A hacking group based in China has been attacking videogame developers since 2009 and is still active, targeting online multiplayer games in order to steal in-game currency.
The attackers were uncovered by security researchers at Russia's Kaspersky Lab in 2011 and the group, known as Winnti, has attacked at least 35 game companies over the past four years, with the ultimatle goal of obtain in-game currency which can then be exchanged for real money.
The type of games being targeted are those known as Massively Multiplayer Online Role-Playing Games (MMORPG) with US games company Trion - developers of Rift and Defiance - one of the most high profile targets.
According to Kaspersky the Winnti stole digital certificates from legitimate software vendors so that users would download malware to their computers more readily. Digital certificates are electronic authentication keys which are attached to software sent over the internet which systems trust comes from a legitimate source.

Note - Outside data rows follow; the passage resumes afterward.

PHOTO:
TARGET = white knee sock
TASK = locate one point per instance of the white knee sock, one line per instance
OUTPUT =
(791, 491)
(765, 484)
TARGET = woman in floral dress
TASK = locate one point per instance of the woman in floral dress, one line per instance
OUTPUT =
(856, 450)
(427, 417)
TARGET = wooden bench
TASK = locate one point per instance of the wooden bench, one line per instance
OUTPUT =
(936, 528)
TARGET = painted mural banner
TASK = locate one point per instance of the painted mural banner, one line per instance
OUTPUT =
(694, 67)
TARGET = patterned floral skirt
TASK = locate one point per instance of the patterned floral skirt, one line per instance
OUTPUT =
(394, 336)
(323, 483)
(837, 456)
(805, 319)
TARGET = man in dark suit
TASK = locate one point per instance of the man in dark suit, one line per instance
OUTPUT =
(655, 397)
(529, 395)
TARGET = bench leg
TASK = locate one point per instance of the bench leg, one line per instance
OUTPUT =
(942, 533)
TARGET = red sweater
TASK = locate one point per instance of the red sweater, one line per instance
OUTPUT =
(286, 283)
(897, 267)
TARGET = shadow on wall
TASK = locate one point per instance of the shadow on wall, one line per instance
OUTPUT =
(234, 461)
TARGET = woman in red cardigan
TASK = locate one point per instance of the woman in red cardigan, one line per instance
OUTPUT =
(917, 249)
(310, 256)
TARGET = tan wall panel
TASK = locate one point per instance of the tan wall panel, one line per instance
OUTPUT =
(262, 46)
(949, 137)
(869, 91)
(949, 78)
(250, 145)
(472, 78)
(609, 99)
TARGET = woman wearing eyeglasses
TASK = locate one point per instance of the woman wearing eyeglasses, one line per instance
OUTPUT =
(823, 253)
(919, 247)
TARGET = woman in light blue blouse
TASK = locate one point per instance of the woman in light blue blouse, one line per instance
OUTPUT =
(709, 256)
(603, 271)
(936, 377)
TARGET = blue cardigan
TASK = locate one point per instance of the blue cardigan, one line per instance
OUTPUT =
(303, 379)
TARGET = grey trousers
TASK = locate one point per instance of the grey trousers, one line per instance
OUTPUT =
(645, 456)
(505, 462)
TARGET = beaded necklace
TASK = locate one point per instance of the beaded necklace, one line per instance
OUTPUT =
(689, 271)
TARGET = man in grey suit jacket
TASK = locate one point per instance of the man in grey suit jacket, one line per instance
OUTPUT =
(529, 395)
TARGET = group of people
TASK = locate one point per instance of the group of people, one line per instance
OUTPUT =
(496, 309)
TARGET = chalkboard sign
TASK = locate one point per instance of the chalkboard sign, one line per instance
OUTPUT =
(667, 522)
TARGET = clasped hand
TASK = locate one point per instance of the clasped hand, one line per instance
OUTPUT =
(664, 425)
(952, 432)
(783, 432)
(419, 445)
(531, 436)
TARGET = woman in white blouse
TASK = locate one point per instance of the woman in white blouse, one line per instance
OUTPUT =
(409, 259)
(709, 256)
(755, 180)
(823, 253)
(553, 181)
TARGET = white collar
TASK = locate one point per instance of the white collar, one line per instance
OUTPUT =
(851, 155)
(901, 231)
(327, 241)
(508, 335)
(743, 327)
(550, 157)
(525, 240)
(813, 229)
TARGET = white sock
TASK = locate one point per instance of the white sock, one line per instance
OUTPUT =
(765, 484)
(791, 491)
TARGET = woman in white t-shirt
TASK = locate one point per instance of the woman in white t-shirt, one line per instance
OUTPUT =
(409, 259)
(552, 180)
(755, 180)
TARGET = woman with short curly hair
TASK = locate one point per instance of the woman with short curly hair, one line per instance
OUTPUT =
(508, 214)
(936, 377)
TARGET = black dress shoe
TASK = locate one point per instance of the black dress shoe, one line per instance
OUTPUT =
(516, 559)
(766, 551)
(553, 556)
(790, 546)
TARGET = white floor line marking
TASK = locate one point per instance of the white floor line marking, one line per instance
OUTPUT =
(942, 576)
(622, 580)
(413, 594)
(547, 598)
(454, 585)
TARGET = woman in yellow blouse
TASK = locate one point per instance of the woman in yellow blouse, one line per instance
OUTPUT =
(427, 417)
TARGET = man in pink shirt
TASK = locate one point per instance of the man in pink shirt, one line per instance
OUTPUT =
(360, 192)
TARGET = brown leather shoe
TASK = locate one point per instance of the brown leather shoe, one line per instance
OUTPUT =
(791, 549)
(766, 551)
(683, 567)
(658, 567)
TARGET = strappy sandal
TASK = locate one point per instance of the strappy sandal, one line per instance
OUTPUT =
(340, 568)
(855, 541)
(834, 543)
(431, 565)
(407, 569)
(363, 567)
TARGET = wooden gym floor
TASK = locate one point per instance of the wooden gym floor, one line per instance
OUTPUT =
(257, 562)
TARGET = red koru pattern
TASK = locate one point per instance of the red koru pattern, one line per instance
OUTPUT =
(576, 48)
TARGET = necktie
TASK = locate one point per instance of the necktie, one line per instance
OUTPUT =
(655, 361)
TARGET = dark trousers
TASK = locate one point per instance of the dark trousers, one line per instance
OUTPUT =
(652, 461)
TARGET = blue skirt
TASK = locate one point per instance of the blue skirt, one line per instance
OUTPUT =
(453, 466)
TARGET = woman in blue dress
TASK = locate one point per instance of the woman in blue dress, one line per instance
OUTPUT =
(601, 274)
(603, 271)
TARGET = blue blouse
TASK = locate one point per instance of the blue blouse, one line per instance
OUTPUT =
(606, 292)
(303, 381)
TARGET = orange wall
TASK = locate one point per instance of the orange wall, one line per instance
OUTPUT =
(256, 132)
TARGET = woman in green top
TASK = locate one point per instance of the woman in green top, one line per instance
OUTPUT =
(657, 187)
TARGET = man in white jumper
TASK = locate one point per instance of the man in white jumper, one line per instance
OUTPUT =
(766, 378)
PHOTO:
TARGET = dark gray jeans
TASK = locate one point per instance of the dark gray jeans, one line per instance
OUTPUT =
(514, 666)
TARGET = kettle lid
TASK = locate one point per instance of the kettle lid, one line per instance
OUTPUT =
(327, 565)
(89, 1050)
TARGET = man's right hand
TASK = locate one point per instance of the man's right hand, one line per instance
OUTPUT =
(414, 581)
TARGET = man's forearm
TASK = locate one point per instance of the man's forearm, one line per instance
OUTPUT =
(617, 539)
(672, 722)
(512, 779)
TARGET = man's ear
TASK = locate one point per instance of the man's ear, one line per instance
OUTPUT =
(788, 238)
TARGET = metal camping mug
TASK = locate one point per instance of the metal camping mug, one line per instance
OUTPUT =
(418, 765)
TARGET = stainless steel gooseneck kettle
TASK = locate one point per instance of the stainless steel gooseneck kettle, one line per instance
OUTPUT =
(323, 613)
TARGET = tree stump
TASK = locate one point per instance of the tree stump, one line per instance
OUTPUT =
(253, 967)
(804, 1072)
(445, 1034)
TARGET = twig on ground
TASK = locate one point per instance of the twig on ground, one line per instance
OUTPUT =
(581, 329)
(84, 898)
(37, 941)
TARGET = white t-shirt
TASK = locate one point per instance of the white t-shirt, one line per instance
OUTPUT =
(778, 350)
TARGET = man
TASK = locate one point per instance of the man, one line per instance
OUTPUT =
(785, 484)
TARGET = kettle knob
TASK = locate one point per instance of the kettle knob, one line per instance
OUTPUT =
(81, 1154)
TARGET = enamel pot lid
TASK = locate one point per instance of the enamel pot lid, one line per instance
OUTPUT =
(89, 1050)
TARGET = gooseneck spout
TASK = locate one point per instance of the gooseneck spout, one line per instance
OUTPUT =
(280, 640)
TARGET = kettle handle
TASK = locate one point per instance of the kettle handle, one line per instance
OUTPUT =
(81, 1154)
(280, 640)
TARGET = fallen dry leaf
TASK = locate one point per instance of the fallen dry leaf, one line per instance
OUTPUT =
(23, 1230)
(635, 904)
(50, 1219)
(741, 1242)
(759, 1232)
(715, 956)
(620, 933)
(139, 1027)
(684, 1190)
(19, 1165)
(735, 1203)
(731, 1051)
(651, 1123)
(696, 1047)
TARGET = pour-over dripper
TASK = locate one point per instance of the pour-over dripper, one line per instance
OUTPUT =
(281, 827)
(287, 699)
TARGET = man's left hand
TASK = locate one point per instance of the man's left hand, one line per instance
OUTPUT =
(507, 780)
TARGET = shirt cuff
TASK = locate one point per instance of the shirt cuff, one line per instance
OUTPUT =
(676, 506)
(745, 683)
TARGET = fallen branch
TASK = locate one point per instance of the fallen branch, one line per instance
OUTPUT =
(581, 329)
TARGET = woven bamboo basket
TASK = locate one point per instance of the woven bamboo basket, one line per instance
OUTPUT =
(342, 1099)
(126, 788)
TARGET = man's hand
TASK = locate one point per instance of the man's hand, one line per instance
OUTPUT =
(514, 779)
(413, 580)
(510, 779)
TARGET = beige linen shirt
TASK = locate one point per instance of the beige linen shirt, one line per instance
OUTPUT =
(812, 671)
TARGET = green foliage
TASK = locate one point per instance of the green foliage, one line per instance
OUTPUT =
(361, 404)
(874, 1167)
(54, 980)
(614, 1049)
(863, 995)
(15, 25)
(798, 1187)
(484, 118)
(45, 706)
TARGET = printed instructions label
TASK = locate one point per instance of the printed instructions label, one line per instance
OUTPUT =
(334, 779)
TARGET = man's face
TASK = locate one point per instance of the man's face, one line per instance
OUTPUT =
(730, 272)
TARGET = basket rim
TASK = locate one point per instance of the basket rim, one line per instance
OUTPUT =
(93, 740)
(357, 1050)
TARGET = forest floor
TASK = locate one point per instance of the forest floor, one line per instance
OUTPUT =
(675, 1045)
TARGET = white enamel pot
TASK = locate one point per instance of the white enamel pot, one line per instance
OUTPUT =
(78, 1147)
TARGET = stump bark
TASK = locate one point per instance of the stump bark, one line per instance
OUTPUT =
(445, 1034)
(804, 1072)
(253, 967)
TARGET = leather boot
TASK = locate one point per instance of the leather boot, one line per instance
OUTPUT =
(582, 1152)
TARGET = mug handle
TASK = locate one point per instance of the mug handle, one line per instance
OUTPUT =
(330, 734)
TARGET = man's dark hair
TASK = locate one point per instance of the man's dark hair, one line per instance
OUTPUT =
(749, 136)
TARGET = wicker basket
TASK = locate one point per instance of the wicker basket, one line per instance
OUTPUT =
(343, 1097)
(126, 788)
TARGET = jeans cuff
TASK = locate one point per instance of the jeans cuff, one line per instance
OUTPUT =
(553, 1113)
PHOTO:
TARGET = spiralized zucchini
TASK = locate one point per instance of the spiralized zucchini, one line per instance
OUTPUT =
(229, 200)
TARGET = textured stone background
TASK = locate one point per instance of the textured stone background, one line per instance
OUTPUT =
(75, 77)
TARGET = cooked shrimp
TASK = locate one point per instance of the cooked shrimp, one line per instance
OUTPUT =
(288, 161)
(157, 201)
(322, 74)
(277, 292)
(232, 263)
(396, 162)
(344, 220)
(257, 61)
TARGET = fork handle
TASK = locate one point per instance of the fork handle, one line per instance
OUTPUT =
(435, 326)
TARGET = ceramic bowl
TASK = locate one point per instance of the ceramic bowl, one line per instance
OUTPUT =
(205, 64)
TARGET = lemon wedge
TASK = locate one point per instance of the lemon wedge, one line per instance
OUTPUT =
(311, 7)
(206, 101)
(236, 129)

Kaspersky said that Winnti's initial goal was industrial espionage, obtaining the source software code of the games, allowing the group to manipulate these online titles so that in-game currency would accumulate faster but without drawing suspicion from the games' moderators.
"Members of the Winnti team are patient and cautious. Cybercriminals have affected the processes of the online games from the infected companies and stolen money from them for years, but they have found ways of doing this without attracting attention to themselves," Kaspersky said in its report.
Winnti's attacks are focused mainly on game companies in south east Asia, in countries including South Korea, Japan and China. However the group has also targeted game companies in Germany, Brazil, Russia, Belarus and the US. South Korean game firms Sesisoft, Mgame Corp. and Neowiz are listed as confirmed victims of the Winnti group.
"[Kasperky's] team of experts has been diligently working with the IT security community, online gaming industry and certificate authorities to identify additional infected servers while assisting with the revocation of stolen digital certificates. Currently the Winnti group is still active and Kaspersky Lab's investigation is on-going," the security company said.
Kaspersky first identified Winnti in 2011 when malicious Trojan software was discovered on a large number of computers all used to play the same unspecified online Following an investigation the source of the malicious software was a official update from the game's publisher itself.
The initial reaction was to believe that the publishers themselves were spying on their own players, but further investigation revealed the hacking group was targeting the game companies' servers directly.